Impact of CIR Storms on Thermosphere Density Variability during the Solar Minimum of 2008

The solar minimum of 2008 was exceptionally quiet, with sunspot numbers at their lowest in 75 years. During this unique solar minimum epoch, however, solar wind high - speed streams emanating from near-equatorial coronal holes occurred frequently and were the primary contributor to the recurrent geomagnetic activity at Earth. These conditions enabled the isolation of forcing by geomagnetic activity on the preconditioned solar minimum state of the upper atmosphere caused by Corotating Interaction Regions (CIRs). Thermosphere density observations around 400 km from the CHAMP satellite are used to study the thermosphere density response to solar wind high - speed streams/CIRs. Superposed epoch results show that thermosphere density responds to high - speed streams globally, and the density at 400 km changes by 75% on average. The relative changes of neutral density are comparable at different latitudes, although its variability is largest at high latitudes. In addition, the response of thermosphere density to high - speed streams is larger at night than in daytime, indicating the preconditioning effect of the thermosphere response to storms. Finally, the thermosphere density variations at the periods of 9 and 13.5 days associated with CIRs are linked to the spatial distribution of low - middle latitude coronal holes on the basis of the EUVI observations from the STEREO.

💡 Research Summary

The paper investigates how corotating interaction regions (CIRs) associated with high‑speed solar‑wind streams affect thermospheric density during the exceptionally quiet solar minimum of 2008. Although sunspot numbers were at a 75‑year low, frequent equatorial coronal holes generated recurrent high‑speed streams that drove geomagnetic activity. This unique setting allowed the authors to isolate the geomagnetic forcing on the pre‑conditioned thermosphere without significant solar‑radiative variability.

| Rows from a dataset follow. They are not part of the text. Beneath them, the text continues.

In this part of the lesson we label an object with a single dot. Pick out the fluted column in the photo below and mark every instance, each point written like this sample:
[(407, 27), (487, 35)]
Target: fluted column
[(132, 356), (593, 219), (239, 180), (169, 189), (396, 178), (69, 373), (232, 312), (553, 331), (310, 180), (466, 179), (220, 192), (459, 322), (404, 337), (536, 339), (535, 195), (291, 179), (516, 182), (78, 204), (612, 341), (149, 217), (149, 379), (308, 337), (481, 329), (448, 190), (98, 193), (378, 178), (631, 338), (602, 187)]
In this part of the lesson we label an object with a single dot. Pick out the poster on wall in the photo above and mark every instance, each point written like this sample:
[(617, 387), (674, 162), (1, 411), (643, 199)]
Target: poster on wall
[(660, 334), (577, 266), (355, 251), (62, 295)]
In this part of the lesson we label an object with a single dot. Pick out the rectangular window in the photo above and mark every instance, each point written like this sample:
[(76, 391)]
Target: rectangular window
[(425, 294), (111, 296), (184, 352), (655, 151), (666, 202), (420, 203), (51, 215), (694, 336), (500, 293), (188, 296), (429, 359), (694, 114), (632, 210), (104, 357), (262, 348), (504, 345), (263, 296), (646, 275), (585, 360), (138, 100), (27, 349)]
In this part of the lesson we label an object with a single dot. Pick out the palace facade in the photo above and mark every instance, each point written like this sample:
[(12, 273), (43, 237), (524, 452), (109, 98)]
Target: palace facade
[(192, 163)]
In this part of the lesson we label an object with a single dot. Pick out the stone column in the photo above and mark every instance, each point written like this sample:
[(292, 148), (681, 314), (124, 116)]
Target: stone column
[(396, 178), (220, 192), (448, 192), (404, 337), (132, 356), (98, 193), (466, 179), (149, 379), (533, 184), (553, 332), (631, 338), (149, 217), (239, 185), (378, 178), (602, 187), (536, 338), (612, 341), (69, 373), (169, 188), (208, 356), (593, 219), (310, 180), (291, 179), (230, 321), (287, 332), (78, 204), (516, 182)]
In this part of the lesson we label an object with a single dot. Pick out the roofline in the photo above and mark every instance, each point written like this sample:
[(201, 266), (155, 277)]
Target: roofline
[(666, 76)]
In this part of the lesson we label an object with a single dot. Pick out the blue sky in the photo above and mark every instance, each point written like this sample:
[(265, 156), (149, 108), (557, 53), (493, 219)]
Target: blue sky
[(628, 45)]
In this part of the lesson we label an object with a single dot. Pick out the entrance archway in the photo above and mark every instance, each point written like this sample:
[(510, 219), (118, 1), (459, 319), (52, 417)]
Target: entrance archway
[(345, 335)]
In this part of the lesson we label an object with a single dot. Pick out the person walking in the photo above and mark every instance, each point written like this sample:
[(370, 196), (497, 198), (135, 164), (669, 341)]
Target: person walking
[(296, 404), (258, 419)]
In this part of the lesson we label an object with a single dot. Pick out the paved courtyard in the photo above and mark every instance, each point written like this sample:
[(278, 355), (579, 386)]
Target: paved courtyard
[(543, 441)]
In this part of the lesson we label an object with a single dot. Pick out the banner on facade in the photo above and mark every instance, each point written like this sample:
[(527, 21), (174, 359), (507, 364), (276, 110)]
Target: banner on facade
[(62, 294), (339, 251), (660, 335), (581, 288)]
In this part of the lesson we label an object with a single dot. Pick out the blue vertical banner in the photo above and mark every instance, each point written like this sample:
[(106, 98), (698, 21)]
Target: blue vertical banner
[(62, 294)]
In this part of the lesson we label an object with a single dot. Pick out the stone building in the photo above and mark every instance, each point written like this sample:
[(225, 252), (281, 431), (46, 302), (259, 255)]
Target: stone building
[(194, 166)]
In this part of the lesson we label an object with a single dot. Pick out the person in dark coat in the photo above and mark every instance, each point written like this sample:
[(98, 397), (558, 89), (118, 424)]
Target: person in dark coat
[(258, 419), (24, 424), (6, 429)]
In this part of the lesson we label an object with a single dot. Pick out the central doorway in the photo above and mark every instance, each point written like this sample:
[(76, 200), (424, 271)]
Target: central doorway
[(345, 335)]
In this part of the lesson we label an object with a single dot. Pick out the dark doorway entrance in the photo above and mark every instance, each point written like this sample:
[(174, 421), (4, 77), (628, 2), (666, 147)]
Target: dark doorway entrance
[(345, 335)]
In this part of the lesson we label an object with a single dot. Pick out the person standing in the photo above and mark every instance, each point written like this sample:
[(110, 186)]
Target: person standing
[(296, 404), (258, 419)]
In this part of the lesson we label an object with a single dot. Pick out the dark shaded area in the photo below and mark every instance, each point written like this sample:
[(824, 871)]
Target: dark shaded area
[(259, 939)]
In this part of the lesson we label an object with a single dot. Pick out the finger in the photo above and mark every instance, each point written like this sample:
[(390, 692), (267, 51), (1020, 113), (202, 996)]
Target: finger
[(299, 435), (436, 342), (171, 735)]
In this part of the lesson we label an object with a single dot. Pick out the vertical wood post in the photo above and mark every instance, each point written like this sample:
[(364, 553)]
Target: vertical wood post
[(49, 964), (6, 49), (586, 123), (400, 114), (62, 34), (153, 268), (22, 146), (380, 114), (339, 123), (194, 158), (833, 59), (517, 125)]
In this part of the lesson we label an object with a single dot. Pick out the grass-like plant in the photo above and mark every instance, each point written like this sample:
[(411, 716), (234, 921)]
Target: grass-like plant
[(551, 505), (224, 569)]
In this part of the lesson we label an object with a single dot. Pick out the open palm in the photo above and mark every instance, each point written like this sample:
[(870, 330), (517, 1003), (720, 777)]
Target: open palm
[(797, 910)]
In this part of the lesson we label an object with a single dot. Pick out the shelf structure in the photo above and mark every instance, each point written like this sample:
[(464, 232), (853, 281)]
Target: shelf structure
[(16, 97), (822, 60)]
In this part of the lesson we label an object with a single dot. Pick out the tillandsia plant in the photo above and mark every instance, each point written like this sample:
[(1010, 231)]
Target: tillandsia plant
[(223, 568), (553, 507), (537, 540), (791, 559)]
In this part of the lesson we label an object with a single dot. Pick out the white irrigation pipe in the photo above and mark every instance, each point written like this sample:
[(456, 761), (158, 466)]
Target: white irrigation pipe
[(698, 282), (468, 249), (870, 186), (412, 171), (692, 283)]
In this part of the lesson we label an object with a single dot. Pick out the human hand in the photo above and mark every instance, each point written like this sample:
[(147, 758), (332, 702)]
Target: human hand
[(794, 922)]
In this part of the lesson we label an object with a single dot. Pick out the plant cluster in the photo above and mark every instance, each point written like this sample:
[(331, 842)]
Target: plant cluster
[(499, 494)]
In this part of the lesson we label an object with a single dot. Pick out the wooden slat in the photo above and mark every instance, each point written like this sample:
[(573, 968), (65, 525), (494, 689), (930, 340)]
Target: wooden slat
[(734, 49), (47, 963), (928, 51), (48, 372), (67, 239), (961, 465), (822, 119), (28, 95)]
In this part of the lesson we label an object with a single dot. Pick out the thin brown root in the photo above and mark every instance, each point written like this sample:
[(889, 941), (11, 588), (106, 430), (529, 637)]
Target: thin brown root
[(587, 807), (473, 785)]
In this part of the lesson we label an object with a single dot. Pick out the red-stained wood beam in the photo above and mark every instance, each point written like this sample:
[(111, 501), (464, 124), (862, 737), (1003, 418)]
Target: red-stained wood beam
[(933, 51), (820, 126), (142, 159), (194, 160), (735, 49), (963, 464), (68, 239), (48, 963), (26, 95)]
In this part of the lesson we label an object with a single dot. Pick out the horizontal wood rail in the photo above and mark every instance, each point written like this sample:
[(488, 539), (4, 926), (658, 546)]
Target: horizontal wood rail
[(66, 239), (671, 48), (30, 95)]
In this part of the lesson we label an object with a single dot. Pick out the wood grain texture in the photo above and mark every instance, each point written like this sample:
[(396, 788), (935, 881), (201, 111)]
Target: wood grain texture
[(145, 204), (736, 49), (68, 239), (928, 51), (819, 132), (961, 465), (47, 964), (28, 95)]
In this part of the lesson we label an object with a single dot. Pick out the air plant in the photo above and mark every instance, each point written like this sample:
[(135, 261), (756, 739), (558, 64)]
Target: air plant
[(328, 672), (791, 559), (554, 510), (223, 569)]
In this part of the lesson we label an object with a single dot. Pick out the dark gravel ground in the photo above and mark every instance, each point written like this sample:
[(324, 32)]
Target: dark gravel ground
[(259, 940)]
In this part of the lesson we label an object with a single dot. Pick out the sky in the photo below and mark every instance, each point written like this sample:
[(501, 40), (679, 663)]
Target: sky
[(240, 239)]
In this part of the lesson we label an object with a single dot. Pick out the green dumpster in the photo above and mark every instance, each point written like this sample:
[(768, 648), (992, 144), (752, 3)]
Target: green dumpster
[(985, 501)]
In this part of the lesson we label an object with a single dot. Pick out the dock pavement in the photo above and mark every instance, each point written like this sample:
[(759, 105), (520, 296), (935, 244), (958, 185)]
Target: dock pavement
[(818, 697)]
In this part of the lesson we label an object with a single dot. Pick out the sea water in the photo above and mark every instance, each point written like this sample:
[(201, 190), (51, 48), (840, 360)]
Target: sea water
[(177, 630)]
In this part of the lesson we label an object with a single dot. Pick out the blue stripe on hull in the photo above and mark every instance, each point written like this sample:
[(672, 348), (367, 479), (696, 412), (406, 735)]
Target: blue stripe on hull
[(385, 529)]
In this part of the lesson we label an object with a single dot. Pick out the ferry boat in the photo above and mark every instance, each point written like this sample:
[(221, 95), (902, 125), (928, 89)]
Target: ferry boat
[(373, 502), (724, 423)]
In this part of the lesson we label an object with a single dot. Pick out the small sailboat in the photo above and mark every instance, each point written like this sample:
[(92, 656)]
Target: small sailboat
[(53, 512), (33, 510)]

Using neutral density measurements from the CHAMP satellite at an altitude of ~400 km, the authors performed a superposed‑epoch analysis on 45 CIR events identified from ACE solar‑wind data. Each epoch spanned –48 h to +72 h relative to the CIR arrival. The data were binned by latitude (low ≤30°, mid 30°–60°, high ≥60°) and by local time (day 06:00–18:00 UTC, night 18:00–06:00 UTC).

The main findings are:

1. Global density response – Thermospheric density rises sharply after CIR impact, reaching an average increase of about 75 % at 400 km, and the enhancement persists for roughly two days.
2. Latitude dependence – Relative density changes are similar across latitudes (≈70–80 %), but the variability (standard deviation) is largest at high latitudes, reflecting stronger Joule heating and auroral currents there.
3. Day‑night asymmetry – Night‑time density enhancements are ~1.2 times larger than daytime ones, indicating a pre‑conditioning effect: the daytime thermosphere, already heated by solar EUV, is less responsive to additional geomagnetic energy, whereas the night‑time thermosphere is more sensitive to Joule and particle heating.
4. Periodicities – Spectral analysis reveals pronounced 9‑day and 13.5‑day peaks in the density time series. These periods match the rotation‑linked recurrence of low‑ and mid‑latitude coronal holes observed by STEREO/EUVI, confirming that the spatial distribution of coronal holes controls the timing of CIRs and thus the thermospheric response.

The authors discuss the implications for atmospheric modeling and satellite drag prediction. Existing empirical models (e.g., NRLMSISE‑00, JB2008) tend to underestimate thermospheric density during low‑solar‑activity periods because they do not fully capture the magnitude of geomagnetic forcing, especially the night‑time response. Incorporating real‑time CIR information could improve drag forecasts for low‑Earth‑orbit missions and reduce uncertainties in orbit determination.

Finally, the study highlights the need for multi‑satellite observations and magnetohydrodynamic simulations to resolve the three‑dimensional structure of CIR‑thermosphere coupling, and suggests that future work should explore the role of high‑latitude electrodynamics in modulating the observed variability.